Tracking Atrial Fibrillation Mechanisms: a Computational Method for Locating Rotors and Ectopic Activity Using Curl and Divergence Operators

Italo Sandoval Ramos de Oliveira1, John Sims2, Joao Salinet3
1Universidade Federal do ABC, 2Biomedical Engineering, Engineering Modelling and Applied Social Sciences Center, Federal University of ABC, Sao Paulo, Brazil, 3HEartLab, Federal University of ABC


Abstract

Aims: The Hodge-Helmholtz Decomposition (DHHD) is a tool for characterizing flow topology by decomposing a complex motion field into a curl-free (CF) scalar potential, a divergence-free (DivF) vector potential and a harmonic remainder. The proposed study aimed validation of DHHD for locating and identifying rotor and ectopic's atrial fibrillation mechanisms.

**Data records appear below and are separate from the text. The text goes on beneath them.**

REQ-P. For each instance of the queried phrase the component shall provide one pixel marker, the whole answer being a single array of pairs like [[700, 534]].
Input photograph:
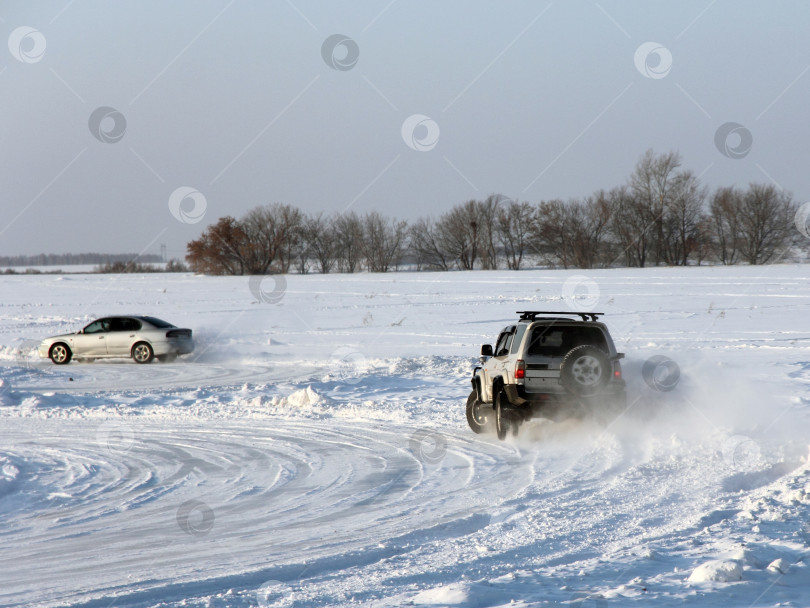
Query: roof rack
[[531, 315]]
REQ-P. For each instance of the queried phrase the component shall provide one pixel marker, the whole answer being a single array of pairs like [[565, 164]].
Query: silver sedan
[[142, 338]]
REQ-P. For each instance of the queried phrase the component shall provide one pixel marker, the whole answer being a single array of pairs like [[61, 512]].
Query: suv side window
[[504, 341]]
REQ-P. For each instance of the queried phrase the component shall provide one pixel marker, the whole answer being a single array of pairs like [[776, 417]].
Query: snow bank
[[720, 571]]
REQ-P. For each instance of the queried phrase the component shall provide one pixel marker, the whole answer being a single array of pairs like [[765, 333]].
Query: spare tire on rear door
[[585, 371]]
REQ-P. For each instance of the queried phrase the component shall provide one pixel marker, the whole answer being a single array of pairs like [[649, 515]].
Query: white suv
[[545, 365]]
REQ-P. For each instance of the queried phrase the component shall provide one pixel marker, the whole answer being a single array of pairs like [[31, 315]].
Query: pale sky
[[215, 107]]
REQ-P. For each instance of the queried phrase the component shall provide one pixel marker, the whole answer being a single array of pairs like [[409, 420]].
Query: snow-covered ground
[[313, 451]]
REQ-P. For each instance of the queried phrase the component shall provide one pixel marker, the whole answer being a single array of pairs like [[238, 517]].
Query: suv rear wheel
[[479, 416], [585, 370], [502, 422]]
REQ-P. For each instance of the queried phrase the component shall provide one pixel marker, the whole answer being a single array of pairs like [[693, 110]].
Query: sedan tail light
[[178, 333]]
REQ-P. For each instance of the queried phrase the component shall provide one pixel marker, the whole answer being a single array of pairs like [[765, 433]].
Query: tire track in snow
[[141, 506]]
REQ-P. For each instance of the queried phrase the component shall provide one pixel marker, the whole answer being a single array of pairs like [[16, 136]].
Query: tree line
[[662, 215], [74, 259]]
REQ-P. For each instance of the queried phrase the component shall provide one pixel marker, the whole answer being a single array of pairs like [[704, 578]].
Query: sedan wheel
[[142, 353], [60, 354]]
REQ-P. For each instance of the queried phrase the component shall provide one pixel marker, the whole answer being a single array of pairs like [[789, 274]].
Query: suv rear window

Method: 12 phantoms were created (128x128 array, 4 s, Fs 500 Hz), simulating the motion of: rotors (4), ectopic activity (4) and superpositions of these (4). First we applied Farneback optical flow (OpenCV-v4.5.5) to compute the motion of brightness patterns between adjacent time frames, then we found the CF and DivF potentials with the DHHD. The local extrema of the DivF potential were used for locating rotor and the CF potential for locating ectopic sources (local maxima). The robustness was tested by downsampling the phantom to 16x16 and 7x7, respectively, under different signal-to-noise ratios (SNR from 0.1dB to 60db). The surrogate maps are then upsampled with cubic interpolation to original sized array to allow investigation on its accuracy. In these maps, a mechanism is detected accurately if it is within 8% away from its respective original phantom.

Results: DivF maps showed higher absolute values near rotational sources, as the CF maps showed it around the ectopic sources (figure). For the 16x16 array, the accuracy reduced from 100% to 47.30%, by decreasing SNR from 60 to 1 dB, as well as for 7x7 (37.78% for 60 dB vs. 16.67% for 1dB). The superposition of different mechanisms appeared to have a great negative impact on the intensity presented at the extremes of the CF and DivF maps, especially in reduced layouts leads.

Conclusion: This preliminary analysis shows that methods based on optical flow and DHHD allows localization and identification of rotor and ectopic mechanisms, even under high levels of downsampling and noise.